Je pense qu'il serait trop facile pour moi de dire que c'était une splendide aventure... Pourtant, il est encore plus simple de dire qu'il n'y a pas plus sensationnel.
Ce que je viens de vivre est inégalé, jamais la fiction ne m'a autant fait voyager. Depuis un endroit modeste, mon lit, j'ai assisté... Non, j'ai touché à la substance de cette aventure éthérée. J'ai ressenti l'intégralité de ces 28 épisodes comme une marche constante sur la Compté dans la Terre du Milieu. J'ai regardé et lu de nombreuses fantasy, et je dois dire que je n'ai jamais vu une œuvre retransmettre ne serait-ce qu'un peu cette délicatesse des travaux de Tolkien.
C'est probablement pour ce genre d'œuvre, ce type d'expérience, cette espèce d'aventure que je n'ai jamais rompu mon amour pour la fiction. Et je ne le ferai jamais. Parfois, une fois en plusieurs années, un chef d'œuvre aura l'audace d'atteindre mon cœur jusqu'au point de me faire vivre un rêve éveillé, m'offrant un nouveau motif pour la vie de tous les jours. Je ne parle du fameux :
C'est ce qu'Himmel le Héro aurait fait.
Je parle d'une tout autre chose. Cette amour que porte Frieren pour la magie, pour ses caractéristiques les plus basiques, les plus triviales. C'est absolument fascinant, moi qui aime la magie dans un monde où elle n'existe pas, je ne pense l'aimer à ce point dans un univers où l'occulte serait une vérité physique. Cette obsession m'obsède, elle me fait frissonner et me donne de l'espoir et du courage. Cela me rappelle mon amour pour mes études, où du moins ce que j'aimerai en faire, comment je dois m'y prendre. Cette obsession que j'ai à apprendre toujours ces kanji affreusement durs et inutiles, c'est ça la vraie passion.

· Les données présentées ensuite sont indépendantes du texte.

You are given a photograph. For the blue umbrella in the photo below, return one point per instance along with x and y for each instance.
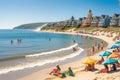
(118, 42)
(106, 53)
(114, 46)
(118, 59)
(110, 61)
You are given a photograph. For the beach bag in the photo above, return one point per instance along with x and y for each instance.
(63, 74)
(66, 72)
(70, 73)
(54, 70)
(60, 75)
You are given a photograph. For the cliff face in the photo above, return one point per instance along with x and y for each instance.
(30, 26)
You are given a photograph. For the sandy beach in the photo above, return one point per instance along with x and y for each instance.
(77, 66)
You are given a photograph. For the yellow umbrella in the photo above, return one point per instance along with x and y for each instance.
(114, 55)
(89, 61)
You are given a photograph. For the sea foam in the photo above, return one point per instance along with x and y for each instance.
(40, 63)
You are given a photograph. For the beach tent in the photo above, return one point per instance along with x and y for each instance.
(105, 53)
(109, 61)
(89, 61)
(114, 46)
(114, 55)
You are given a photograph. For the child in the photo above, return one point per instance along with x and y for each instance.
(70, 72)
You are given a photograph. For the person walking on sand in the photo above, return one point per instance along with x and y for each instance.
(93, 49)
(101, 45)
(56, 71)
(11, 41)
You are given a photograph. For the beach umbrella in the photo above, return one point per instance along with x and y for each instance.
(109, 61)
(118, 42)
(114, 55)
(89, 61)
(105, 53)
(114, 46)
(118, 59)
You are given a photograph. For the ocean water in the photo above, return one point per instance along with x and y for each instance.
(37, 48)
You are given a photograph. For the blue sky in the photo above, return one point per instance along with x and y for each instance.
(17, 12)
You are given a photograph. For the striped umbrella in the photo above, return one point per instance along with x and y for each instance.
(109, 61)
(105, 53)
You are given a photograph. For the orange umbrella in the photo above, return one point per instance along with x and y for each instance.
(89, 61)
(114, 55)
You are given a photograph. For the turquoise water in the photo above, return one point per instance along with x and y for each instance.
(37, 48)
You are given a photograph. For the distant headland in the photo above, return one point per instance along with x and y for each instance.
(88, 21)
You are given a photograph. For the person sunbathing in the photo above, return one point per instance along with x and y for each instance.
(70, 72)
(87, 68)
(100, 61)
(104, 70)
(56, 71)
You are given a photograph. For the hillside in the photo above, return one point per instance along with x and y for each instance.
(30, 26)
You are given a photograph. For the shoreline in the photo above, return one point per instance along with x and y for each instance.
(38, 76)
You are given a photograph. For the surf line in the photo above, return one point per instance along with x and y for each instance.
(50, 52)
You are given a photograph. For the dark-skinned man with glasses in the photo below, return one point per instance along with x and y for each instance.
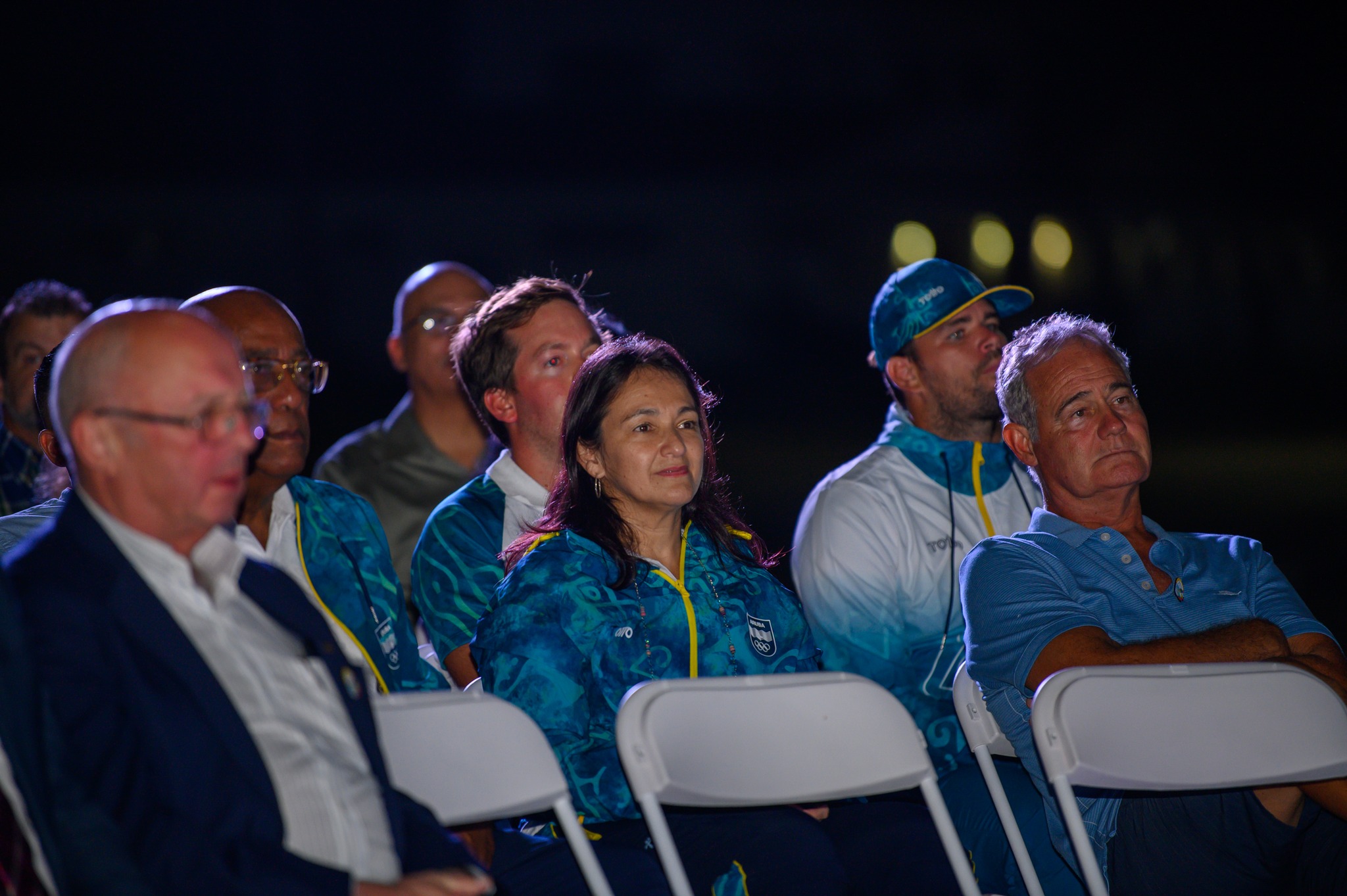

La beauté de Frieren ce sont ces paysages vert pastel, ce ciel d'un cyan pur et ces personnages tous autant attachants les uns que les autres. Comment ne pas aimer Stark, celui qui n'abandonne jamais malgré sa peur et son caractère assez vulnérable. Comment ne pas adorer Fern, qui est la source de cette vulnérabilité chez Stark mais aussi un personnage absolument et singulièrement magnifique. Et enfin, comment ne pas chérir Frieren et tous ses souvenirs qu'elle apprends à embrasser au fil de son voyage. Ce petit sourire qu'elle arbore quand elle observe ses proches prendre du plaisir, quand quelque chose lui rappelle Himmel et son groupe. Elle n'est pas un archétype, elle est unique. Voir un mage être illustré ainsi malgré sa puissance quasiment inégalée, évitant de sorte tous les tropes redondant de la fantasy moderne, c'est rassurant. La fantasy pure ne s'est pas encore perdue dans le temps.
Cette balade poétique mêlée à cette bande sonore composée par Evan Call me rappelle la tendresse de Violet Evergarden. Une œuvre qui sans vraiment l'être, paraît être une fantasy. Une héroïne qui vagabonde, rentrant en contact avec des âme égaré, cherchant à comprendre leur tourment les plus profonds pour les transmettre à travers une lettre. C'est propre à Violet et aucun autre écrit ne peut prétendre à faire la même chose. Mais cette façon de raconter ce voyage, de raconter ces histoires du présent par les souvenirs du passé c'est quelque chose que fait aussi Frieren, que fait même parfaitement Frieren.
L'histoire ne peut pas plaire à tout le monde, mais c'est au moins être humain que de reconnaître la qualité et la beauté de ce conte.